Mr. Almalki's lawyer, Michael Edelson, confirmed last night that his client has returned to Canada. He said he has already met with Mr. Almalki, who is staying in "a safe place" and is recovering from his lengthy ordeal.

Mr. Edelson refused to provide specifics about how his client fled Syria and travelled back to Canada. He said a statement detailing his client's ordeal would be released once Mr. Almalki had the chance to finish telling him about the journey. The Syrian Embassy in Ottawa also would not comment on Mr. Almalki's return.

Mr. Almalki, a Carleton University electrical engineering graduate, was arrested in a Damascus airport in May 2002, after arriving in Syria to join his parents for a visit with relatives.

Although the charges against him were unclear, he was apparently suspected of subversion and of posing a security risk to the Syrian state. He was also under investigation by the RCMP in Ottawa for alleged terrorist links.

According to his family, his imprisonment in Syria came at the request of Canadian authorities. RCMP assistant commissioner Ghyslaine Clement has denied this accusation.

During his two years in Syrian prison, Mr. Almalki was allegedly tortured and made to serve 16 months in solitary confinement. He emerged from prison in March with a badly healed broken foot and psychological scars. On July 25, a Syrian court cleared him of all wrongdoing, but ordered him to report for 30 months of mandatory military service.

At the time, his family expressed concern he was in no physical or mental condition to undergo the rigours of life in the Syrian army.

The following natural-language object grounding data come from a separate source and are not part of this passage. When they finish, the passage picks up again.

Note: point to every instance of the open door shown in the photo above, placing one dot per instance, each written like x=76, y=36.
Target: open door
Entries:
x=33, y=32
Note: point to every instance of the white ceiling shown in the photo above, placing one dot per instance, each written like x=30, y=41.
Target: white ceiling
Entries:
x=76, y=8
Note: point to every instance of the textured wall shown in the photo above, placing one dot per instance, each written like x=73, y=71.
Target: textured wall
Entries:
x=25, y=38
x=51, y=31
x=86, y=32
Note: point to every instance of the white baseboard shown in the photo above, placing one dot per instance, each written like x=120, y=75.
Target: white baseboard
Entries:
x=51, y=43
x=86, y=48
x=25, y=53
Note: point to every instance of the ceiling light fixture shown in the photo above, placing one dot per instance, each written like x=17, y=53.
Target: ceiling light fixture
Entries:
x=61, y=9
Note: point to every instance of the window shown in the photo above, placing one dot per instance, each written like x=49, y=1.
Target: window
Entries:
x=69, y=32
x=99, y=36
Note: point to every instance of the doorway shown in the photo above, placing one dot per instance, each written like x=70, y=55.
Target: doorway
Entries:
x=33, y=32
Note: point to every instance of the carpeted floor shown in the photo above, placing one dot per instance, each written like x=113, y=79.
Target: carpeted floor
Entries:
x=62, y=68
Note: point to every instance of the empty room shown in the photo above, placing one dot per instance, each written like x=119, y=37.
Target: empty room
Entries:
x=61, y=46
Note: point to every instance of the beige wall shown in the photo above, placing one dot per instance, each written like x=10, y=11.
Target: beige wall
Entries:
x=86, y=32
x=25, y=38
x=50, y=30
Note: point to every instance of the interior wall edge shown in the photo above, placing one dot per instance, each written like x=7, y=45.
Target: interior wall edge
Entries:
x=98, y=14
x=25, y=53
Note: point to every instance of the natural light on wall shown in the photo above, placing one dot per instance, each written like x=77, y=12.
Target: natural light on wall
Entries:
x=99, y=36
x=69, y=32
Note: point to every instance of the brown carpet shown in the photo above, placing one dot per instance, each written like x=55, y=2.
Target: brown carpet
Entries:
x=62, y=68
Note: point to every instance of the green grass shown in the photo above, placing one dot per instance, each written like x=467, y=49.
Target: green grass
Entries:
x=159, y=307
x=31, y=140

Canadian diplomats requested the Syrians waive Mr. Almalki's army service, but said they could do little more to help him. Nothing further was heard of his plight for more than a week, until he turned up safely in Canada on the weekend.


Mr. Almalki's story, when it does become public, has the potential to send a jolt through the Maher Arar inquiry.

Sketchy evidence indicates the RCMP and CSIS were investigating Mr. Almalki as a central figure in an alleged terrorist cell in Ottawa, and that Mr. Arar was drawn into the web of suspicion through his connections to Mr. Almalki.

Mr. Arar was deported from the United States to Syria five months after Mr. Almalki was imprisoned, and the two men served time in the same jail, where they were allegedly interrogated about each other.

The RCMP has retained items seized from Mr. Almalki's home more than two years ago on the basis that their investigation is still ongoing. However, they have not laid any charges against Mr. Almalki, nor are there any outstanding warrants for his arrest.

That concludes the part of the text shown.